# Data Analysis: Education, Literacy, and UN Speech Patterns in Africa

## Research Questions

### 1- Exploratory Research Question:
Is there a correlation between the frequency of education-related words in African country speeches and literacy rates?

### 2- Predictive Research Question:
Can we predict literacy rates using education expenditure and the frequency of education-related words in a multi-regression model? **Change**

## Hypotheses

- There is a significant correlation between education word frequency and literacy rates.
- CHANGE: **Not sure yet, we need to do some research before this!**


## Methodology Overview

1. Data Integration: Combine UN speech data, literacy rates, and education expenditure data for African countries
2. Text Processing: Extract and count education-related terms from UN speeches
3. Exploratory Analysis: Examine relationships between variables
4. Statistical Analysis: Investigate correlations and regression modeling


## 1. Data Loading and Initial Setup


In [None]:
# Import necessary libraries
import os
import numpy as np
import pandas as pd
import json
import matplotlib.pyplot as plt
import nltk
from nltk.tokenize import word_tokenize
from nltk.corpus import stopwords
import string
import scipy.stats as stats
import unicodedata
import re

# If needed, install the requirements
#!pip install -r requirements.txt



### 1.1 Load UN Speeches Data


In [None]:
# Load UN Speeches from text files
sessions = np.arange(1, 80) # include all sessions
data = []

for session in sessions:
    directory = "./Data/TXT/Session "+str(str(session).zfill(2))+" - "+str(1945+session)
    for filename in os.listdir(directory):
        with open(os.path.join(directory, filename)) as f:
            if filename[0]==".": #ignore hidden files
                continue
            splt = filename.split("_")
            data.append([session, 1945+session, splt[0], f.read()])

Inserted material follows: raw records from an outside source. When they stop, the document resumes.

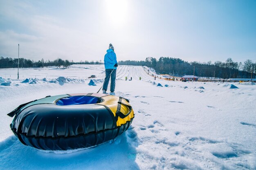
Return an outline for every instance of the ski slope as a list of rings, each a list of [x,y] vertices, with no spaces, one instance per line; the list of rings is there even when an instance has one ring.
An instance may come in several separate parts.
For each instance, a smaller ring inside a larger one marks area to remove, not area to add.
[[[7,114],[49,95],[96,92],[105,78],[103,65],[22,68],[20,80],[17,69],[0,69],[0,82],[10,82],[0,85],[0,169],[256,168],[255,83],[155,80],[148,70],[117,68],[116,95],[129,99],[135,114],[127,131],[92,148],[47,151],[22,144]],[[92,74],[95,86],[88,85]],[[28,83],[21,83],[26,78]]]

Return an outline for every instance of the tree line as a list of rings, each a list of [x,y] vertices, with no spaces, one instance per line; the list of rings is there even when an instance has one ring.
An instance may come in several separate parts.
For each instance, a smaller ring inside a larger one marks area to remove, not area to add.
[[[18,58],[12,59],[11,57],[4,58],[3,57],[0,57],[0,68],[17,68],[18,67],[18,60],[19,67],[27,68],[39,68],[46,66],[55,66],[58,67],[63,66],[63,68],[68,68],[69,66],[72,64],[99,64],[100,62],[93,61],[89,62],[87,61],[80,61],[79,62],[74,62],[73,60],[70,61],[68,60],[64,60],[61,59],[57,59],[50,61],[49,60],[45,61],[43,59],[38,61],[34,61],[30,59],[25,59],[23,58],[20,58],[18,60]]]
[[[68,68],[72,64],[101,64],[101,61],[89,62],[80,61],[74,62],[73,60],[64,60],[57,58],[53,61],[43,59],[38,61],[23,58],[19,59],[20,68],[43,67],[55,66],[60,68]],[[188,62],[181,59],[169,57],[161,57],[158,60],[148,57],[145,61],[121,61],[119,65],[146,66],[154,68],[157,73],[168,74],[171,76],[182,77],[185,75],[193,75],[200,77],[229,78],[254,78],[256,75],[256,62],[247,59],[243,63],[238,63],[229,58],[225,62],[217,61],[201,63],[198,61]],[[18,59],[0,57],[0,68],[17,68]]]
[[[161,57],[147,57],[144,61],[121,61],[119,65],[145,65],[154,68],[157,73],[168,74],[171,76],[182,77],[185,75],[193,75],[200,77],[229,78],[255,78],[256,62],[246,60],[243,63],[234,61],[229,58],[225,62],[217,61],[200,63],[189,63],[180,59]]]

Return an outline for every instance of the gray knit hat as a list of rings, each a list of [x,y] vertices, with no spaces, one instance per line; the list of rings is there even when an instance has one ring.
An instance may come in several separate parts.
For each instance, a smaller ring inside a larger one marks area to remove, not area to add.
[[[114,47],[112,45],[112,44],[110,43],[109,44],[109,47],[108,47],[108,49],[112,49],[114,50]]]

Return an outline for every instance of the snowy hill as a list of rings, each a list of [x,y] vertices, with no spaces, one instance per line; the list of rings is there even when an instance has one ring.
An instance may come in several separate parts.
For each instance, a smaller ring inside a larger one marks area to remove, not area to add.
[[[0,84],[6,83],[0,85],[0,169],[256,168],[254,83],[155,80],[146,68],[121,65],[116,95],[128,99],[135,113],[128,130],[96,147],[47,151],[21,144],[7,114],[49,95],[96,93],[102,85],[104,66],[19,72],[17,80],[16,69],[0,69]],[[92,74],[96,86],[88,85]],[[126,81],[126,76],[132,80]]]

# Create DataFrame and extract fundamental information about the data
df_speech = pd.DataFrame(data, columns=['Session', 'Year', 'ISO-alpha3 Code', 'Speech'])
print(f"Loaded {len(df_speech)} speeches from {df_speech['Year'].nunique()} years")
print(f"Year range: {df_speech['Year'].min()}-{df_speech['Year'].max()}")
print(f"Number of unique countries: {df_speech['ISO-alpha3 Code'].nunique()}")

# Check the dataframe
df_speech.tail(20)
#df_speech.head(20)


### 1.2 Load Country Codes and Regional Information


In [None]:
# Load country codes and regional information
codes_path = "./Data/UNSD_Methodology.csv"
df_codes = pd.read_csv(codes_path, sep=";")

# Extract fundamental information about the data
print(f"Country codes dataset shape: {df_codes.shape}")
print(f"Regions available: {df_codes['Region Name'].unique()}")

# Check the dataframe
df_codes.head(20)
#df_codes.tail(20)

Merging the UN Speeches with Region-Country Information (Methodology.csv)

In [None]:
# Merge speeches with country information
df_un_merged = pd.merge(
    df_speech[["ISO-alpha3 Code", "Session", "Year", "Speech"]],
    df_codes[["Country or Area", "Region Name", "ISO-alpha3 Code"]],
    on="ISO-alpha3 Code",
    how="left"
)

# Print fundamental information about the merged dataframe
print(f"Merged dataset shape: {df_un_merged.shape}")

# Print the unique countries without the region name
print("All rows with missing Region Name:")
print(df_un_merged[df_un_merged["Region Name"].isna()])

print("Unique countries/entities with missing Region Name:")
print(df_un_merged[df_un_merged["Region Name"].isna()][["ISO-alpha3 Code", "Country or Area"]].drop_duplicates()) # None of them in Africa, so skip.

# Check the dataframe
df_un_merged.head(20) # or df_un_merged.tail(20)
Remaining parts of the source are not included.